# Can Blender be used for 3D printing puzzles?



## qwr (Dec 3, 2021)

I have used SolidWorks a tiny bit before as an industry standard tool but I would like to work with free software that also runs on many platforms including Linux. Does anyone have experience with Blender enough to say whether it can be used easily for the complexity of 3D printing, compared to SolidWorks? I know Tony Fischer uses SketchUp but I last used it like a decade ago and I'm not interested really in going back.


----------



## SteelyTheCuber (Dec 3, 2021)

Depends, also long as the software supports exporting obj files then I think yes, you should be able to import different files into whatever software your printer uses.


----------



## qwr (Dec 3, 2021)

SteelyTheCuber said:


> Depends, also long as the software supports exporting obj files then I think yes, you should be able to import different files into whatever software your printer uses.


Maybe I should clarify I'm not asking if it's possible, I'm asking if it's a realistic workflow.


----------



## qwr (Jan 10, 2022)

After looking online I've found dedicated CAD tools like Fusion 360 or Solidworks to be much better than Blender for measurement-based builds.
I also want to know if anyone here has experience in 3d printing without an engineering background. I've always been interested in mechanical things like building lego robots and the like but I don't have any formal engineering background.


----------



## 1001010101001 (Mar 6, 2022)

I use Blender and crank up the subdivision high enough for polygons to be a non-issue. It's not optimal, but it's good enough for hobby projects.


----------



## qwr (Mar 6, 2022)

1001010101001 said:


> I use Blender and crank up the subdivision high enough for polygons to be a non-issue. It's not optimal, but it's good enough for hobby projects.

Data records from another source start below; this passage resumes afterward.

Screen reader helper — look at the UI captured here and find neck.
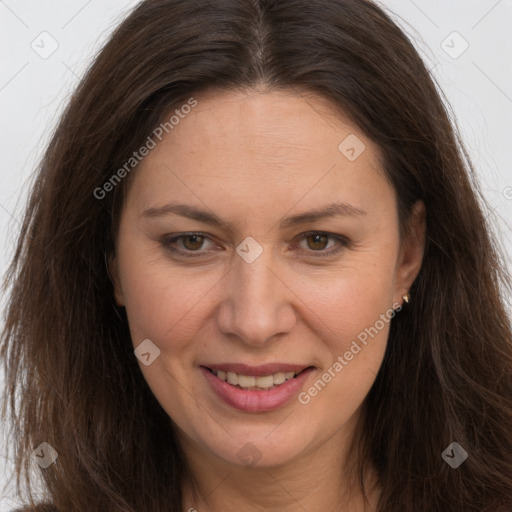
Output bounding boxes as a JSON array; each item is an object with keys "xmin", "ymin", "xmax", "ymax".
[{"xmin": 179, "ymin": 424, "xmax": 380, "ymax": 512}]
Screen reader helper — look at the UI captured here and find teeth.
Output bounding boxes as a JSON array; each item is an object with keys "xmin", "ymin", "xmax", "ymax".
[
  {"xmin": 273, "ymin": 372, "xmax": 286, "ymax": 385},
  {"xmin": 227, "ymin": 372, "xmax": 238, "ymax": 385},
  {"xmin": 213, "ymin": 369, "xmax": 300, "ymax": 390},
  {"xmin": 255, "ymin": 375, "xmax": 274, "ymax": 388},
  {"xmin": 238, "ymin": 375, "xmax": 256, "ymax": 387}
]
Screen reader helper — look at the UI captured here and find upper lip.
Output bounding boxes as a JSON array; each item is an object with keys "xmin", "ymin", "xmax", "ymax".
[{"xmin": 202, "ymin": 363, "xmax": 313, "ymax": 376}]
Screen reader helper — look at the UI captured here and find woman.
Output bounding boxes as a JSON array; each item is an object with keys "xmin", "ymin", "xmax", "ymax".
[{"xmin": 1, "ymin": 0, "xmax": 512, "ymax": 511}]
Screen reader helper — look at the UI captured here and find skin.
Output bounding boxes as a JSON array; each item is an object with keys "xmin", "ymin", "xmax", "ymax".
[{"xmin": 110, "ymin": 88, "xmax": 426, "ymax": 512}]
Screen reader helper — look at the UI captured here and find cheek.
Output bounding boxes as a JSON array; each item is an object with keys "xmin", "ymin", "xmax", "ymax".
[
  {"xmin": 118, "ymin": 245, "xmax": 222, "ymax": 349},
  {"xmin": 292, "ymin": 251, "xmax": 397, "ymax": 346},
  {"xmin": 298, "ymin": 273, "xmax": 393, "ymax": 417},
  {"xmin": 290, "ymin": 250, "xmax": 397, "ymax": 412}
]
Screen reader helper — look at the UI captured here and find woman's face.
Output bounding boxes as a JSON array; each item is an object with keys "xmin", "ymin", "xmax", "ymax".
[{"xmin": 111, "ymin": 89, "xmax": 425, "ymax": 469}]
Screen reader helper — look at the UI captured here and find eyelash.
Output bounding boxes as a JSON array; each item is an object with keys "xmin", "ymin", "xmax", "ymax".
[{"xmin": 160, "ymin": 231, "xmax": 350, "ymax": 259}]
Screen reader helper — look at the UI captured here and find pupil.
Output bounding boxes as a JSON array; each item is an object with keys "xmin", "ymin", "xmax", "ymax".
[
  {"xmin": 308, "ymin": 234, "xmax": 327, "ymax": 250},
  {"xmin": 184, "ymin": 235, "xmax": 203, "ymax": 250}
]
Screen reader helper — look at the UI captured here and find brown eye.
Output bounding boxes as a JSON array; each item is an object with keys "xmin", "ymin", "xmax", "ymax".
[
  {"xmin": 181, "ymin": 234, "xmax": 206, "ymax": 251},
  {"xmin": 161, "ymin": 233, "xmax": 216, "ymax": 257},
  {"xmin": 295, "ymin": 231, "xmax": 350, "ymax": 258},
  {"xmin": 305, "ymin": 233, "xmax": 329, "ymax": 251}
]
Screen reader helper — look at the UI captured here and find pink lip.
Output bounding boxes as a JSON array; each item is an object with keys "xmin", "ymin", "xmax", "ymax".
[
  {"xmin": 200, "ymin": 365, "xmax": 315, "ymax": 413},
  {"xmin": 204, "ymin": 363, "xmax": 310, "ymax": 376}
]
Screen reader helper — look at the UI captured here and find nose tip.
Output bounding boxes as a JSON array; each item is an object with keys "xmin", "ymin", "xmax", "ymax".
[{"xmin": 215, "ymin": 256, "xmax": 296, "ymax": 347}]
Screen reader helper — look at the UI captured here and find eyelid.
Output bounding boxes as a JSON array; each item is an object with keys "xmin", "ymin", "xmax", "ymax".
[
  {"xmin": 160, "ymin": 231, "xmax": 350, "ymax": 258},
  {"xmin": 293, "ymin": 230, "xmax": 350, "ymax": 257},
  {"xmin": 160, "ymin": 232, "xmax": 219, "ymax": 257}
]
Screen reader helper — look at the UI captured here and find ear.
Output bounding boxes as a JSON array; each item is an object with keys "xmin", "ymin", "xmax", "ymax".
[
  {"xmin": 394, "ymin": 200, "xmax": 426, "ymax": 305},
  {"xmin": 107, "ymin": 251, "xmax": 125, "ymax": 307}
]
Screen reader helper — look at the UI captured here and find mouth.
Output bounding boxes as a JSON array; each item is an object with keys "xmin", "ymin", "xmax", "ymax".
[
  {"xmin": 200, "ymin": 363, "xmax": 316, "ymax": 412},
  {"xmin": 202, "ymin": 365, "xmax": 313, "ymax": 391}
]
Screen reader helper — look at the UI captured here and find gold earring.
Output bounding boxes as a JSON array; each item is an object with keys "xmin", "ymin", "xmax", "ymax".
[{"xmin": 402, "ymin": 292, "xmax": 411, "ymax": 304}]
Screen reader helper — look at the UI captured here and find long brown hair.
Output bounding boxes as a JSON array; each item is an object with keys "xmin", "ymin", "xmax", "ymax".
[{"xmin": 2, "ymin": 0, "xmax": 512, "ymax": 510}]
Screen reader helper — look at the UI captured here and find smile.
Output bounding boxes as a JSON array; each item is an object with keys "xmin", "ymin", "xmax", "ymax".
[
  {"xmin": 205, "ymin": 367, "xmax": 307, "ymax": 391},
  {"xmin": 200, "ymin": 365, "xmax": 315, "ymax": 412}
]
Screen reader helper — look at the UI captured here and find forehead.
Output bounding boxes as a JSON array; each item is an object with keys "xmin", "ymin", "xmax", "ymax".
[
  {"xmin": 157, "ymin": 88, "xmax": 372, "ymax": 162},
  {"xmin": 126, "ymin": 89, "xmax": 392, "ymax": 221}
]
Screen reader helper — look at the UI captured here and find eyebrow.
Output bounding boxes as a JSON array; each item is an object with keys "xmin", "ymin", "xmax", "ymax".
[{"xmin": 141, "ymin": 201, "xmax": 367, "ymax": 229}]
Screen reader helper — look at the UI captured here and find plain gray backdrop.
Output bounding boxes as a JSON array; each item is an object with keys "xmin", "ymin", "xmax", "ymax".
[{"xmin": 1, "ymin": 0, "xmax": 511, "ymax": 508}]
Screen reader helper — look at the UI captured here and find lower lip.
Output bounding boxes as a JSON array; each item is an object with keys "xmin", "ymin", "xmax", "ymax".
[{"xmin": 200, "ymin": 366, "xmax": 315, "ymax": 413}]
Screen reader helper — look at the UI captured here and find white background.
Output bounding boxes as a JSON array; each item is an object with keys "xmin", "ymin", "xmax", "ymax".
[{"xmin": 1, "ymin": 0, "xmax": 511, "ymax": 508}]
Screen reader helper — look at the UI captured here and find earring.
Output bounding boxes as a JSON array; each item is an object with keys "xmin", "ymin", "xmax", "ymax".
[{"xmin": 402, "ymin": 292, "xmax": 411, "ymax": 304}]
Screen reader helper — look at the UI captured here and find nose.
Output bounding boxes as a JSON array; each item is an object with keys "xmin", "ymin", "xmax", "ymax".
[{"xmin": 215, "ymin": 248, "xmax": 297, "ymax": 347}]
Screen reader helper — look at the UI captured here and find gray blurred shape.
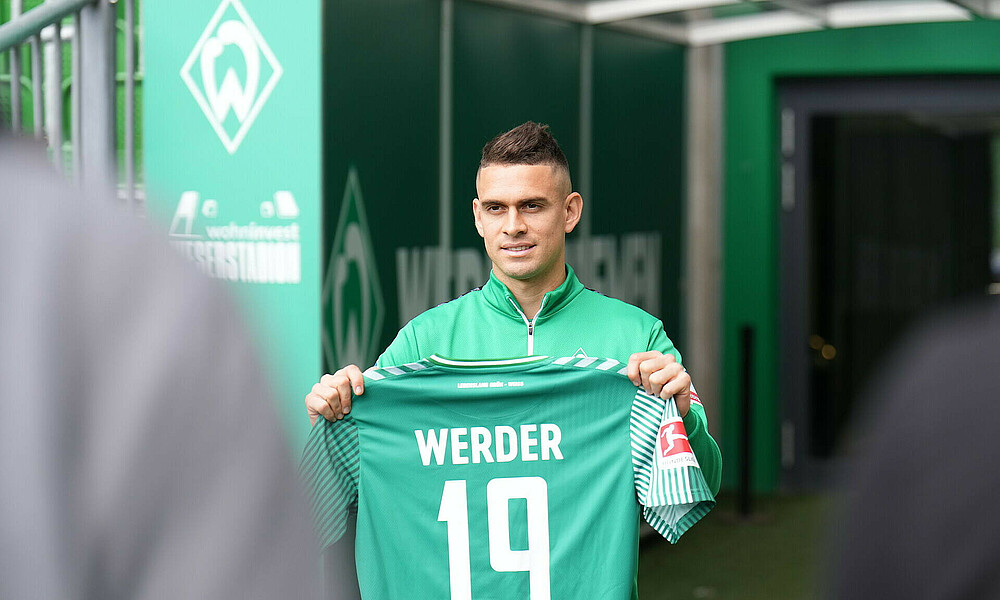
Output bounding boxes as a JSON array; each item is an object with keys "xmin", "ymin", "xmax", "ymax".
[
  {"xmin": 832, "ymin": 302, "xmax": 1000, "ymax": 599},
  {"xmin": 0, "ymin": 132, "xmax": 323, "ymax": 600}
]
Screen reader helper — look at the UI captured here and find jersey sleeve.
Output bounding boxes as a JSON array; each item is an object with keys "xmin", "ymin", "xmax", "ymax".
[
  {"xmin": 299, "ymin": 417, "xmax": 360, "ymax": 550},
  {"xmin": 630, "ymin": 390, "xmax": 716, "ymax": 543}
]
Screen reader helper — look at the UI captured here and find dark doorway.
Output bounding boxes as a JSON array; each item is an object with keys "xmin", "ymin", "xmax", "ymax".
[{"xmin": 779, "ymin": 78, "xmax": 1000, "ymax": 488}]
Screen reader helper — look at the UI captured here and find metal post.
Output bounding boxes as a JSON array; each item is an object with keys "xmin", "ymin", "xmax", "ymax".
[
  {"xmin": 124, "ymin": 0, "xmax": 135, "ymax": 209},
  {"xmin": 436, "ymin": 0, "xmax": 453, "ymax": 303},
  {"xmin": 578, "ymin": 23, "xmax": 592, "ymax": 238},
  {"xmin": 71, "ymin": 11, "xmax": 81, "ymax": 181},
  {"xmin": 575, "ymin": 23, "xmax": 594, "ymax": 286},
  {"xmin": 685, "ymin": 41, "xmax": 724, "ymax": 435},
  {"xmin": 44, "ymin": 22, "xmax": 64, "ymax": 170},
  {"xmin": 31, "ymin": 32, "xmax": 43, "ymax": 138},
  {"xmin": 739, "ymin": 325, "xmax": 755, "ymax": 518},
  {"xmin": 78, "ymin": 0, "xmax": 116, "ymax": 191},
  {"xmin": 10, "ymin": 0, "xmax": 23, "ymax": 133}
]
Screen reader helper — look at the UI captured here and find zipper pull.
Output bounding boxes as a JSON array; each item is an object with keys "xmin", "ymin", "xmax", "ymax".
[{"xmin": 528, "ymin": 322, "xmax": 534, "ymax": 336}]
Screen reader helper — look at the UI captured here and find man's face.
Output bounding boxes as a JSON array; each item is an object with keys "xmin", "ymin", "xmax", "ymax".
[{"xmin": 473, "ymin": 164, "xmax": 582, "ymax": 287}]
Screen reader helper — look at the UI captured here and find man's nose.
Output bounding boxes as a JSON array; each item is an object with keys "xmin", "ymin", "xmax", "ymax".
[{"xmin": 502, "ymin": 209, "xmax": 526, "ymax": 235}]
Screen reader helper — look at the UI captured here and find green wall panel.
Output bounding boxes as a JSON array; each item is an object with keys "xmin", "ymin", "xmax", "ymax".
[
  {"xmin": 452, "ymin": 1, "xmax": 581, "ymax": 251},
  {"xmin": 724, "ymin": 20, "xmax": 1000, "ymax": 491},
  {"xmin": 322, "ymin": 0, "xmax": 440, "ymax": 372},
  {"xmin": 592, "ymin": 27, "xmax": 686, "ymax": 348}
]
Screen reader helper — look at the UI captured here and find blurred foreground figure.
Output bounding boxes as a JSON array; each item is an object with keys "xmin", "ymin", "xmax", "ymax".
[
  {"xmin": 833, "ymin": 301, "xmax": 1000, "ymax": 599},
  {"xmin": 0, "ymin": 132, "xmax": 322, "ymax": 600}
]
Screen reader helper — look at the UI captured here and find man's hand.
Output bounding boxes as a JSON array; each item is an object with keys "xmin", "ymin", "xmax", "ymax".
[
  {"xmin": 626, "ymin": 351, "xmax": 691, "ymax": 418},
  {"xmin": 305, "ymin": 365, "xmax": 365, "ymax": 426}
]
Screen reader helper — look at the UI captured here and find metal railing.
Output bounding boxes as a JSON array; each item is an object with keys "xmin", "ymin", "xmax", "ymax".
[{"xmin": 1, "ymin": 0, "xmax": 141, "ymax": 210}]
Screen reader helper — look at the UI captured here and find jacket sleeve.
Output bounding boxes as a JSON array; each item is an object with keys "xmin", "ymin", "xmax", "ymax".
[
  {"xmin": 648, "ymin": 321, "xmax": 723, "ymax": 496},
  {"xmin": 682, "ymin": 394, "xmax": 723, "ymax": 496},
  {"xmin": 375, "ymin": 321, "xmax": 422, "ymax": 368}
]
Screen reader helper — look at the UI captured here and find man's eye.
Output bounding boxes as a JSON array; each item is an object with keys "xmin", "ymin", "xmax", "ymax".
[{"xmin": 486, "ymin": 205, "xmax": 503, "ymax": 213}]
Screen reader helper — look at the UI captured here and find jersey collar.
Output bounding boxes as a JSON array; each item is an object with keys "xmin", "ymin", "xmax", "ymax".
[{"xmin": 482, "ymin": 263, "xmax": 585, "ymax": 321}]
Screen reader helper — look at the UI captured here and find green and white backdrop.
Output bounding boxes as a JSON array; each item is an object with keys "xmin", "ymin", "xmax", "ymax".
[{"xmin": 144, "ymin": 0, "xmax": 322, "ymax": 444}]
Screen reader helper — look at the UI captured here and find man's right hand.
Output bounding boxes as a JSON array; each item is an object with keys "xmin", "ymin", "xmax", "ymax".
[{"xmin": 305, "ymin": 365, "xmax": 366, "ymax": 426}]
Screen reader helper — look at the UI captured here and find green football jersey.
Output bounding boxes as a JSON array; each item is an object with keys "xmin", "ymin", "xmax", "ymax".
[{"xmin": 300, "ymin": 355, "xmax": 715, "ymax": 600}]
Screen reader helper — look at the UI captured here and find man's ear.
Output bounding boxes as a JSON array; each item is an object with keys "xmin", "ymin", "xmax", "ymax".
[
  {"xmin": 472, "ymin": 198, "xmax": 485, "ymax": 238},
  {"xmin": 564, "ymin": 192, "xmax": 583, "ymax": 234}
]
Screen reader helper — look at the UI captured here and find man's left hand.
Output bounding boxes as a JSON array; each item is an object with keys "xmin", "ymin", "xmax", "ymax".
[{"xmin": 626, "ymin": 351, "xmax": 691, "ymax": 417}]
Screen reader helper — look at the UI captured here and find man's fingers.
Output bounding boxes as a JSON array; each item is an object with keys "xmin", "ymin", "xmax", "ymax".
[
  {"xmin": 306, "ymin": 379, "xmax": 341, "ymax": 422},
  {"xmin": 306, "ymin": 365, "xmax": 365, "ymax": 422},
  {"xmin": 658, "ymin": 370, "xmax": 691, "ymax": 398},
  {"xmin": 342, "ymin": 365, "xmax": 366, "ymax": 414},
  {"xmin": 305, "ymin": 393, "xmax": 338, "ymax": 425},
  {"xmin": 637, "ymin": 354, "xmax": 676, "ymax": 394},
  {"xmin": 657, "ymin": 371, "xmax": 692, "ymax": 417},
  {"xmin": 627, "ymin": 351, "xmax": 664, "ymax": 387},
  {"xmin": 333, "ymin": 376, "xmax": 352, "ymax": 419}
]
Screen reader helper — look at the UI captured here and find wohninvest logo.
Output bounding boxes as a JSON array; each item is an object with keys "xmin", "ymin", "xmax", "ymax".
[
  {"xmin": 181, "ymin": 0, "xmax": 282, "ymax": 154},
  {"xmin": 169, "ymin": 191, "xmax": 301, "ymax": 285}
]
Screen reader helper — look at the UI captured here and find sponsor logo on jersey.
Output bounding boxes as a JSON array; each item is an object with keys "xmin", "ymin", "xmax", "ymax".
[
  {"xmin": 324, "ymin": 168, "xmax": 385, "ymax": 369},
  {"xmin": 168, "ymin": 190, "xmax": 302, "ymax": 285},
  {"xmin": 181, "ymin": 0, "xmax": 283, "ymax": 154},
  {"xmin": 657, "ymin": 416, "xmax": 699, "ymax": 469},
  {"xmin": 572, "ymin": 347, "xmax": 589, "ymax": 358}
]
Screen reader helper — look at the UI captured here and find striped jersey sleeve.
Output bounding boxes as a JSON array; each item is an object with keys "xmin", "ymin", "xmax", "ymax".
[
  {"xmin": 299, "ymin": 416, "xmax": 360, "ymax": 549},
  {"xmin": 629, "ymin": 390, "xmax": 716, "ymax": 543}
]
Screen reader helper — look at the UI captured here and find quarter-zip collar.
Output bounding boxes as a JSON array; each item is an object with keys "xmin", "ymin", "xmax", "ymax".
[{"xmin": 481, "ymin": 264, "xmax": 586, "ymax": 322}]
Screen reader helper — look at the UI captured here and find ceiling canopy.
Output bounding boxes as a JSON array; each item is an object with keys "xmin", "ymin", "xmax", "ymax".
[{"xmin": 467, "ymin": 0, "xmax": 998, "ymax": 45}]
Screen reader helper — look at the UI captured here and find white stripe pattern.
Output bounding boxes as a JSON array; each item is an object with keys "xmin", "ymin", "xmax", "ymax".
[
  {"xmin": 629, "ymin": 390, "xmax": 715, "ymax": 544},
  {"xmin": 363, "ymin": 368, "xmax": 385, "ymax": 381}
]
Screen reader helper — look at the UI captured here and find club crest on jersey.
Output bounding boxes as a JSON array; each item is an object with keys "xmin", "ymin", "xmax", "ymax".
[{"xmin": 657, "ymin": 417, "xmax": 699, "ymax": 469}]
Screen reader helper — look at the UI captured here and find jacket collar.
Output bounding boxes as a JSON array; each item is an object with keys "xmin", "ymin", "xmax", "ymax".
[{"xmin": 481, "ymin": 264, "xmax": 585, "ymax": 320}]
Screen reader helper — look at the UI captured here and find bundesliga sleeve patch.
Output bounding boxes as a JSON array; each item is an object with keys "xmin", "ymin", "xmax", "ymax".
[{"xmin": 657, "ymin": 416, "xmax": 700, "ymax": 470}]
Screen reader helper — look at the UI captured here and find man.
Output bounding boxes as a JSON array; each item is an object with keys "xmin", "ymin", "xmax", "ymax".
[
  {"xmin": 307, "ymin": 122, "xmax": 720, "ymax": 598},
  {"xmin": 307, "ymin": 121, "xmax": 720, "ymax": 492}
]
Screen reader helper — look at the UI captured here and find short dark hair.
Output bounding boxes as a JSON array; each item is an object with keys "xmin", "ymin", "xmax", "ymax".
[{"xmin": 479, "ymin": 122, "xmax": 570, "ymax": 174}]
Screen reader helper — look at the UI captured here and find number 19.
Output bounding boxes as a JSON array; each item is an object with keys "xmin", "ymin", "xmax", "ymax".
[{"xmin": 437, "ymin": 477, "xmax": 551, "ymax": 600}]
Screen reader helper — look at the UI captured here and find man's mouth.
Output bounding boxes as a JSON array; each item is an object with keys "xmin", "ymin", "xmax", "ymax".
[{"xmin": 501, "ymin": 244, "xmax": 535, "ymax": 255}]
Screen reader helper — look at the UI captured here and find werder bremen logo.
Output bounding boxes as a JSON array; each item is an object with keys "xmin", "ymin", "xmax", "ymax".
[
  {"xmin": 180, "ymin": 0, "xmax": 282, "ymax": 154},
  {"xmin": 323, "ymin": 168, "xmax": 385, "ymax": 370}
]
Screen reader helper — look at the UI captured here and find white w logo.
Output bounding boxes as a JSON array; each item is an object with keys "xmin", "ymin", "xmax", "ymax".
[
  {"xmin": 201, "ymin": 20, "xmax": 259, "ymax": 124},
  {"xmin": 181, "ymin": 0, "xmax": 283, "ymax": 154}
]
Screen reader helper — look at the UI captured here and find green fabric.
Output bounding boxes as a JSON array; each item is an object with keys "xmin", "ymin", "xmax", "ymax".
[
  {"xmin": 379, "ymin": 264, "xmax": 681, "ymax": 366},
  {"xmin": 377, "ymin": 265, "xmax": 722, "ymax": 497},
  {"xmin": 301, "ymin": 356, "xmax": 715, "ymax": 600}
]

The main issue with Blender is that it's not designed for very precise measurements afaict. Like in SolidWorks, every single operation is undoable and can be defined by precise angles and distances in mm. Also there's a neat feature to be able to automatically model screws by importing files from like McMaster Carr which idk if Blender has.


----------



## tx789 (Mar 6, 2022)

Try freecad. You'll have to figure it out yourself and there might be some limiations for complex stuff. i figured out a fto


----------



## qwr (Mar 6, 2022)

tx789 said:


> Try freecad. You'll have to figure it out yourself and there might be some limiations for complex stuff. i figured out a fto


FreeCAD looks pretty crappy ngl


----------



## PyrbatNeoxi (Mar 29, 2022)

onshape is pretty good, it's what this tutorial playlist is based on so it's pretty beginner friendly if nothing else



https://youtube.com/playlist?list=PL_SHChnRnrajqXB-4G5chHlYqlrGHmt95



it's browser based so it should work cross platform OS wise, as long as you use chromium or similar
only downside is that it is free to use if you use the open source version, but finding out how to sign up for that version wasn't easy the last time i used it


----------